The Productive/Creative Balance
November, the month of writing productivity. Being productive was the key this month, and despite not completing NaNoWriMo as I had planned, I have still learned and progressed in many ways. And as I recently heard somewhere: it’s only failure when you give up, until then it is experience.
As anyone who read my first NaNoWriMo post will know, I struggled with the first week. However, I had resolved to keep on going – a determination that was not manifested in any tangible output.

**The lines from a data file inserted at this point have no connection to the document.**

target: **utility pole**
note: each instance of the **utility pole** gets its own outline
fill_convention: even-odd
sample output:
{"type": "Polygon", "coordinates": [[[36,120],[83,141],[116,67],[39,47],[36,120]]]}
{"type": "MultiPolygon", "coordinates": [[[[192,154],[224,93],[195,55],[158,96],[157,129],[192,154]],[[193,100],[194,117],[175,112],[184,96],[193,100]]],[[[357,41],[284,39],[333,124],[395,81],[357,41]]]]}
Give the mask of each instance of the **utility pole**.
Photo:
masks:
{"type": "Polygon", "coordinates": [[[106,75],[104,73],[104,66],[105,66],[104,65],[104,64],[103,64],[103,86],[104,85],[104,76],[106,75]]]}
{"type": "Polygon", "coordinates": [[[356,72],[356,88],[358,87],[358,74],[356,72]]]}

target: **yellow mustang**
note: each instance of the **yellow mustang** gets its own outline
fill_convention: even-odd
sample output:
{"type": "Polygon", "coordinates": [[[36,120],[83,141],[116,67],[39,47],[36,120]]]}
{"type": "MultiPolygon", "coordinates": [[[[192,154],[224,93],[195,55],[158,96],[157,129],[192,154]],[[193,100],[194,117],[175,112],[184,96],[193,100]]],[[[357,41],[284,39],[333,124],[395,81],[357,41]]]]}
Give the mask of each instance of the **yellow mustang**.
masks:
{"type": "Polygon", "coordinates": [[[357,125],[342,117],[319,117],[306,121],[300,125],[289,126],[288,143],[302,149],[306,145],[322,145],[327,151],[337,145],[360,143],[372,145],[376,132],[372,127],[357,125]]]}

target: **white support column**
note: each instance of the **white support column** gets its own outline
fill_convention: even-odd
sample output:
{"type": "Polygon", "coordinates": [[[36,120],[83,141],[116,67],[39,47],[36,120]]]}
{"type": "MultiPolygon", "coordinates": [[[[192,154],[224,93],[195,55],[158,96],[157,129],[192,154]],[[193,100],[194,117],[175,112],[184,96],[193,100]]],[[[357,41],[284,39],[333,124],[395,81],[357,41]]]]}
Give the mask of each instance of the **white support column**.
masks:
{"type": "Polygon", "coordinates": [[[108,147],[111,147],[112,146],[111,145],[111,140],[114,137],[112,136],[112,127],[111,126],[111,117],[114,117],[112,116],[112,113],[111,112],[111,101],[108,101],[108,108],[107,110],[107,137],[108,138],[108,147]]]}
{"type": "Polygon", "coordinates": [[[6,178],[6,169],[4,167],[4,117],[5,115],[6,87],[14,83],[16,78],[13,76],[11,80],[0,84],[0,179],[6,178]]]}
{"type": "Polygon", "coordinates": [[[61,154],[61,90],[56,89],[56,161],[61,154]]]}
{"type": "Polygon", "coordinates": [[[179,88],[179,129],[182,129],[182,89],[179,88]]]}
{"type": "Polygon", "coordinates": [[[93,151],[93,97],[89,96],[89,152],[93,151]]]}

In the past I would have seen this as an abject personal failure and derided myself for flaking out on another goal. Yet, through my recent, more creative, endeavours it is clear that achieving something on the first attempt is not the path to greatness in terms of the work or personal growth. As I found out in a recent interview: it is the struggle that makes it worth doing.
Not Failure, Experience
Having said this, I have had an incredibly productive month. Maybe I didn’t complete NaNoWriMo, or get written every blog post that I had planned, but then I wrote posts that I hadn’t planned. In fact, I was writing almost every day, just not always on the project that I had intended. I was also still coming up with new ideas; the creativity is still there, I just need a little more perseverance utilising it fully.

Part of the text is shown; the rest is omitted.